Caminho escrevendo porque o corpo pensa antes da frase. O caderno nasce na dobra do passo, nesse instante em que a cidade devolve perguntas sem forma e o gesto tenta respondê-las com hesitação. Não sigo linha reta; sigo o que me chama. Desvio porque algo acende. Tropeço porque algo pede rastro. O método é essa costura entre o que me atravessa e o que ainda não sei nomear.

Aqui registro o que o passo revela quando ainda não virou teoria: a pausa que sustenta, o ruído que pulsa, o encontro que dobra o caminho, a vida que continua enquanto caminho — como lembra Ingold, sem suspender nada do que importa. Cada anotação é uma tentativa de deixar traço sem congelar o percurso.

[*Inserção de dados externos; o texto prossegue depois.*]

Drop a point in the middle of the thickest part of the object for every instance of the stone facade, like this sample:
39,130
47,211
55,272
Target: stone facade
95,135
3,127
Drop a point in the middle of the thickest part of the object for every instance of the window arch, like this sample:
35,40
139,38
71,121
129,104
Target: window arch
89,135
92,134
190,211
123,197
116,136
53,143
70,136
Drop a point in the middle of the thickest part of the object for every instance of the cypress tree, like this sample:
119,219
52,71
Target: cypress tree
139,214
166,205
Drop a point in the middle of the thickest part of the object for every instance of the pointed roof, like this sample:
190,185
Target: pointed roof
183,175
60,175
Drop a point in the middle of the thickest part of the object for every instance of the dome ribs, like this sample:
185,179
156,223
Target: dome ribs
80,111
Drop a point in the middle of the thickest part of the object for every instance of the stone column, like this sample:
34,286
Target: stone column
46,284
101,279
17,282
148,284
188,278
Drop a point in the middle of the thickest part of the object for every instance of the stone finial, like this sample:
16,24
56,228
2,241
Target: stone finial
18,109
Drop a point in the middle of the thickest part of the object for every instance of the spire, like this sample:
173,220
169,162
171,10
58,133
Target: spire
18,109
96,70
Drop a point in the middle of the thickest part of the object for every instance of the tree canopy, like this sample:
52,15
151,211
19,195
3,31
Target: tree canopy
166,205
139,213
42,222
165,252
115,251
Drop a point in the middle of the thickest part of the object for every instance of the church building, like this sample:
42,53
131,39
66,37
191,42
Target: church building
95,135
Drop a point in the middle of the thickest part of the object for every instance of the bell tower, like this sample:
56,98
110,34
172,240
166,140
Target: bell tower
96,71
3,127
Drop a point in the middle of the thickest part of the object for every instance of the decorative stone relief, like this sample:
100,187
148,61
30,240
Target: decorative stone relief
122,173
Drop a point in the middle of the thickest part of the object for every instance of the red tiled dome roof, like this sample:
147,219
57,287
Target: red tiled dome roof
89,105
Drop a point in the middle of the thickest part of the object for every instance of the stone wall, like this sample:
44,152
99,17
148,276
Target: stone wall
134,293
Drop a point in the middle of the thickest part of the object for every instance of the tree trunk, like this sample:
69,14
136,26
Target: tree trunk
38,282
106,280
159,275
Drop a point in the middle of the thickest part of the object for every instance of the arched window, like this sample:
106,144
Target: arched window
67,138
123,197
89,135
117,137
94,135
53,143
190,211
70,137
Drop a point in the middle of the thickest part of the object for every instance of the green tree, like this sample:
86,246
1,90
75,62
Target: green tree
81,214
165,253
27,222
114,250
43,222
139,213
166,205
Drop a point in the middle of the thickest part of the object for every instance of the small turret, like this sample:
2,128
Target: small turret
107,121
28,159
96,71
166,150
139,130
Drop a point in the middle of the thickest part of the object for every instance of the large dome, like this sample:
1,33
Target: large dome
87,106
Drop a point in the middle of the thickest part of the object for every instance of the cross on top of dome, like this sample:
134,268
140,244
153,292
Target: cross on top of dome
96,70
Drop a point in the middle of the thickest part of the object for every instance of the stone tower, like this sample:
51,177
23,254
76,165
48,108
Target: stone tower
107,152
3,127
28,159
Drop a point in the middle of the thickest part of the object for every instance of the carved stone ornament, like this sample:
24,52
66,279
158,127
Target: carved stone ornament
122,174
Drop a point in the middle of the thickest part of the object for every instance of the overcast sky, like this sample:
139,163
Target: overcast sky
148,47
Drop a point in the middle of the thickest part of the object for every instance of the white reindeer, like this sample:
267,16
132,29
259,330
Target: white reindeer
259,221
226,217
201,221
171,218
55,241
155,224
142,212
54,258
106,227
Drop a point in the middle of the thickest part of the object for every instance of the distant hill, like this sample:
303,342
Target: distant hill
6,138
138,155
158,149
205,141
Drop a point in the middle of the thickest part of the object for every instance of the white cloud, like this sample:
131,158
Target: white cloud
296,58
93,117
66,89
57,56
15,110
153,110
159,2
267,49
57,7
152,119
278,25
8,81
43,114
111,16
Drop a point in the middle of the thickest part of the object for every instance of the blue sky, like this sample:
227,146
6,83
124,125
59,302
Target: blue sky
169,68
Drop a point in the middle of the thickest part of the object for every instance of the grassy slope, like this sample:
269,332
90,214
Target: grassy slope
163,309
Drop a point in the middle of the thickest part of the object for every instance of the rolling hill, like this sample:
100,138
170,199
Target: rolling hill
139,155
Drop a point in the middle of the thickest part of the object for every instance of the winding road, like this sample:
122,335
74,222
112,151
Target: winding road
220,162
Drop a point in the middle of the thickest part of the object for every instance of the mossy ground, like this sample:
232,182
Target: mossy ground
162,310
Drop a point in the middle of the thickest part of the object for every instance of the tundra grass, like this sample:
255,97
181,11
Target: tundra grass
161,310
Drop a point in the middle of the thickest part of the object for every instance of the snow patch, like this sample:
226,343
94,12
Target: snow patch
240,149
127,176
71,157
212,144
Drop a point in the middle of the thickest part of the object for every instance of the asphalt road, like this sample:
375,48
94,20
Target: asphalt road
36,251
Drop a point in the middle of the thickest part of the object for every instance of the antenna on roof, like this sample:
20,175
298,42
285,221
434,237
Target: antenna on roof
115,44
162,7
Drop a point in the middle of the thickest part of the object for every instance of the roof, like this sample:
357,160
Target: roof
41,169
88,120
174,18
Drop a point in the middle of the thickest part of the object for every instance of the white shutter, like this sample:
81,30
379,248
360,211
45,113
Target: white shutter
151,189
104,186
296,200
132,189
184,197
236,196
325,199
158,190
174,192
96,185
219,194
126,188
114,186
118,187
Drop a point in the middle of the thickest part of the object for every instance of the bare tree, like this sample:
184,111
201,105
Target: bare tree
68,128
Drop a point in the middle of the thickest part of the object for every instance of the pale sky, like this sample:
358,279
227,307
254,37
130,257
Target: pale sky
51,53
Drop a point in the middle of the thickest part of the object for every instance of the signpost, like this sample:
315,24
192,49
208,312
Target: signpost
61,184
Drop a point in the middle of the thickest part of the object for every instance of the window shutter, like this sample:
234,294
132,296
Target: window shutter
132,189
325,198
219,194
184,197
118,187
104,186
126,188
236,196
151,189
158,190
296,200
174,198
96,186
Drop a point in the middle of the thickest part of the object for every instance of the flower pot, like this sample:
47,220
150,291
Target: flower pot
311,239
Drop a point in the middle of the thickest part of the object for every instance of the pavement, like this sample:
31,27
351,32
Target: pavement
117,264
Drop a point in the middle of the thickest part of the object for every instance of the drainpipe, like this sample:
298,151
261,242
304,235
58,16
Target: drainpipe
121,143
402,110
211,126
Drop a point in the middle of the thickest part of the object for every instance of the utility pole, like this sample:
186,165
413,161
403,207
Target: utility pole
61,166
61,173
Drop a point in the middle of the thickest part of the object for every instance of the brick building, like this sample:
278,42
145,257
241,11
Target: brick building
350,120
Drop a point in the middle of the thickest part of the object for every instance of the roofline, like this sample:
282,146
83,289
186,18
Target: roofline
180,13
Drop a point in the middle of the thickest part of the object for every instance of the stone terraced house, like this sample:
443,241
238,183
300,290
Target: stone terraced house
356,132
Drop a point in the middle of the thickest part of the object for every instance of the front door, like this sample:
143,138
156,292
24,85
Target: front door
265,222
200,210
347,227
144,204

Este Caderno Peripatético é menos um manual e mais um chão em movimento. Reúne notas de campo, vinhetas clínicas e hipóteses em estado de caminhada — material que ainda respira, ainda testa bordas, ainda aceita o desvio como inteligência do desejo.

como este caderno caminha

Escrevo em deslocamento: no intervalo entre uma sessão e outra, no trajeto até o consultório, na volta para casa, nas dobras da cidade que se insinuam como pergunta clínica. A clínica aqui não cabe só numa sala; ela se espalha pelos becos, passarelas, escadas, praças, ruídos de trânsito, vozes atravessadas.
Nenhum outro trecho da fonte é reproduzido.